Daar nam de boer de jongen mee naar de sheriff van Brekkubær, die vervolgens terugkeerde met een paar sterke mannen om Björn bij Öxl onder ogen te komen en hem te arresteren, waarmee hij uiteindelijk zijn schrikbewind beëindigde. De boosdoener werd in 1596 berecht in Alþingi, en zijn vonnis was de dood door onthoofding.
Alsof dat nog niet genoeg was, werden zijn ledematen eerst verbrijzeld met een voorhamer en zijn geslachtsdelen afgesneden en naar zijn vrouw gegooid. Zijn vrouw Þórdís leek hetzelfde lot te ondergaan. Haar man noemde haar namelijk dader van de moorden, en als gevolg daarvan werd ze ook ter dood veroordeeld. Volgens rapporten was ze op dat moment echter zwanger, dus haar executie werd uitgesteld.
Gezellige familie
Het kwaad leek in de familie te zitten – Sveinn skotti, de zoon van Björn en Þórdís, leefde als een vagebond van misdaad en onheil tot hij werd gearresteerd en opgehangen wegens poging tot verkrachting in 1648. Zijn zoon, Gísli hrókur, ontmoette later hetzelfde lot.
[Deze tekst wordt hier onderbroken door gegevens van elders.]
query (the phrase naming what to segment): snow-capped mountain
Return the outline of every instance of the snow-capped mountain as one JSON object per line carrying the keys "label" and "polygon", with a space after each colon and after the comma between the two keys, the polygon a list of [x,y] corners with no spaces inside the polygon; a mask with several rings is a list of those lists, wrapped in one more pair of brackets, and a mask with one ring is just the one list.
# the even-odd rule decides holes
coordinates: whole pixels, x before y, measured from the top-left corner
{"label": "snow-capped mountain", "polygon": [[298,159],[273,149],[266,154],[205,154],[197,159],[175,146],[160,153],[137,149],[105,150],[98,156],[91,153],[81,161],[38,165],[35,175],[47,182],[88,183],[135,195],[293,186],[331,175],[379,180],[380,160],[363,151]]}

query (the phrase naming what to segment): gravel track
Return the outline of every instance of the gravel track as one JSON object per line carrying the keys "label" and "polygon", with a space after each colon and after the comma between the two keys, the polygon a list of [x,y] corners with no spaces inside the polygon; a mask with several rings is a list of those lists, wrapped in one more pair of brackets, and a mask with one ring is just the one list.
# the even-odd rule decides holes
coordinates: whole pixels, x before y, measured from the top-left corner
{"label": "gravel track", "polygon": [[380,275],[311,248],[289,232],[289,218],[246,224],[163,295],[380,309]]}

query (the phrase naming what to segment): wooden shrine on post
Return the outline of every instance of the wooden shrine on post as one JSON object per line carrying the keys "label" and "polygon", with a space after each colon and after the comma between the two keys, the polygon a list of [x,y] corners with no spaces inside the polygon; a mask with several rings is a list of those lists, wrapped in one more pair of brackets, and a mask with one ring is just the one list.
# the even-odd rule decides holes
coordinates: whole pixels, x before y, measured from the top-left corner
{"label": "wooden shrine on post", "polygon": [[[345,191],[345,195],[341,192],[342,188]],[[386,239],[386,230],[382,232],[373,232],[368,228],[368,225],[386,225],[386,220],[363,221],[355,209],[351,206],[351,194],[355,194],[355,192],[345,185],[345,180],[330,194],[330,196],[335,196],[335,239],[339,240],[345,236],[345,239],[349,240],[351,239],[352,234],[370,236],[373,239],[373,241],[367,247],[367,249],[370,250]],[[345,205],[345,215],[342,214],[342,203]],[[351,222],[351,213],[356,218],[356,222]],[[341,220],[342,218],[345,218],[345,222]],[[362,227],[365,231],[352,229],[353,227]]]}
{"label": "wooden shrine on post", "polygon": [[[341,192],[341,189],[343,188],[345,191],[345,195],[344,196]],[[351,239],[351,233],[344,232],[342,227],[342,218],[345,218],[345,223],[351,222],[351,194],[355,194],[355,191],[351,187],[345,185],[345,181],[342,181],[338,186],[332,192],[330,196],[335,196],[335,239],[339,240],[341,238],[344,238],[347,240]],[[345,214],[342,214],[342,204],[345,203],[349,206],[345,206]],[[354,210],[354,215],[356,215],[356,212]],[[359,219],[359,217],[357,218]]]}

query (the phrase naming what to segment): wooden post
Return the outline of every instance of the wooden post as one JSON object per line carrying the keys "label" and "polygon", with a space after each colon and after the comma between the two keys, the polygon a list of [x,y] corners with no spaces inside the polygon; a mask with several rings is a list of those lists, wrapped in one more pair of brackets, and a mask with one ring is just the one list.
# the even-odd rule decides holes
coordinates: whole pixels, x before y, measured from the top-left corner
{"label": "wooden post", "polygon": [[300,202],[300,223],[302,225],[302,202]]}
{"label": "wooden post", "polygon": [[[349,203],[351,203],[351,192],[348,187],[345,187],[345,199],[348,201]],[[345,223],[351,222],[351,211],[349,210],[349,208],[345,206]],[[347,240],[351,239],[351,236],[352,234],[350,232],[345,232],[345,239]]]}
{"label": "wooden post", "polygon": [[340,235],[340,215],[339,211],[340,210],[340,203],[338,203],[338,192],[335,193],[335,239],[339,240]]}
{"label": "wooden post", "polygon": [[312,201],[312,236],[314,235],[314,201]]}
Een van IJslands beroemdste dichters en tekstschrijvers, Megas, paste het verhaal meesterlijk aan in zijn roman Björn og Sveinn uit 1994, waarin het vader en zoon duo samen door de moderne onderwereld van Reykjavík reizen.
Hoewel de feiten bezaaid zijn met mythen, is dat van Axlar-Björn een verhaal dat met bloed besmeurd is en een verhaal dat de IJslandse bevolking waarschijnlijk nooit zal vergeten – wat hem een eervolle plaats op deze lijst geeft.